Location
- Green Lane Wixams Bedfordshire, MK42 6BA England 52°05′14″N 0°28′07″W﻿ / ﻿52.0873°N 0.4687°W

Information
- Type: Free school
- Established: 2017
- Local authority: Bedford Borough Council
- Trust: Knowledge Schools Trust
- Department for Education URN: 144595 Tables
- Ofsted: Reports
- Principal: Nathaniel Wilson
- Gender: Co-educational
- Age: 11 to 18
- Enrollment: 933
- Website: www.wixamsacademy.co.uk

= Wixams Academy =

Wixams Academy is a co-educational secondary school and sixth form located in Wixams in the English county of Bedfordshire.

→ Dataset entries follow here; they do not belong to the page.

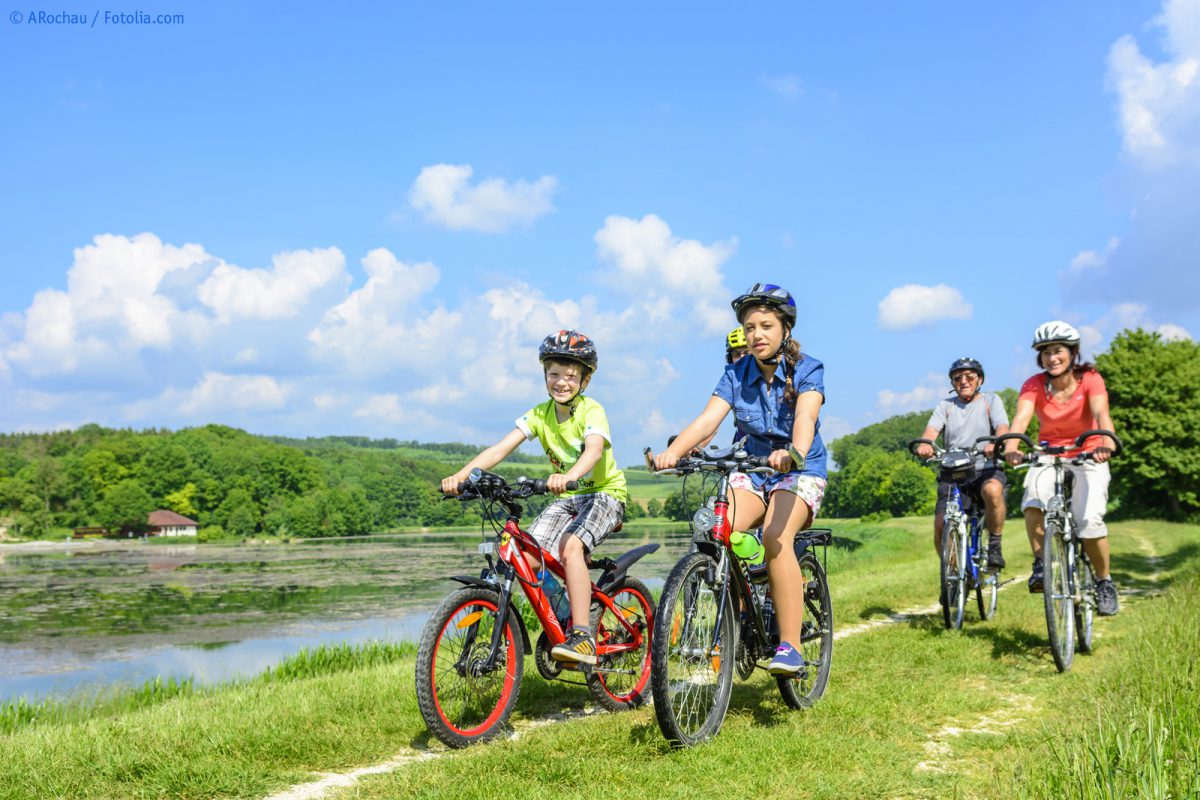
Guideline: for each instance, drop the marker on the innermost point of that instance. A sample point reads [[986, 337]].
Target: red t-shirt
[[1060, 423]]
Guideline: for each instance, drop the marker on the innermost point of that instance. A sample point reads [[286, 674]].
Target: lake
[[84, 615]]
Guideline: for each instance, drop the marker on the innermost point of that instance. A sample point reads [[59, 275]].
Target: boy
[[574, 432]]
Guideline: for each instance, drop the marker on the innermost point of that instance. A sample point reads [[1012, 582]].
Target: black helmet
[[569, 346], [767, 294], [966, 362]]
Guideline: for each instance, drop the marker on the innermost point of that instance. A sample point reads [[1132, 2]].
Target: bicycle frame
[[514, 543]]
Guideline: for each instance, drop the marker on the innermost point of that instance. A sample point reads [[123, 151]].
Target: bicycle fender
[[469, 581], [621, 565]]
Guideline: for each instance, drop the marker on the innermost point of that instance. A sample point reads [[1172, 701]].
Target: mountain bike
[[964, 557], [471, 659], [1068, 579], [717, 614]]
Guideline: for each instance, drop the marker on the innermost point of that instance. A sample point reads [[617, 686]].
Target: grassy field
[[912, 710]]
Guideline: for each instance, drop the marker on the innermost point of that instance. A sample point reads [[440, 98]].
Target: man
[[964, 417]]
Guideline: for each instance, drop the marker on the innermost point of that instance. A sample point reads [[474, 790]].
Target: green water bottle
[[747, 547]]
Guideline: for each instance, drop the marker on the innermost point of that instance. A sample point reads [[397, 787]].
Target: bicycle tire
[[1085, 609], [816, 639], [462, 709], [953, 573], [623, 690], [690, 684], [1056, 593]]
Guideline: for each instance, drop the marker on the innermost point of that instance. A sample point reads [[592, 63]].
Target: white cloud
[[1161, 102], [219, 392], [923, 396], [787, 86], [911, 306], [445, 194], [675, 278], [277, 293]]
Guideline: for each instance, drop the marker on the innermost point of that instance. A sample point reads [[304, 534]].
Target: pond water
[[84, 615]]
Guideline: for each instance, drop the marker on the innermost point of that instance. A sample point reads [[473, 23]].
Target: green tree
[[1155, 398], [125, 506]]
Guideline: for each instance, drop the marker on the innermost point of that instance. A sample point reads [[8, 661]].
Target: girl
[[775, 397]]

The school was constructed by Willmott Dixon and opened in 2017. It was opened by Bedford College Academies Trust which has subsequently merged with Knowledge Schools Trust in March 2024. It serves the new town development of Wixams as well as Wilstead and other nearby villages.

Wixams Academy offers GCSEs and BTECs as programmes of study for pupils. The school was due to launch a sixth form in 2022, however in April 2019 it was announced that the school was no longer planning to offer this provision. However the school then confirmed a sixth form would open as originally planned in September 2022.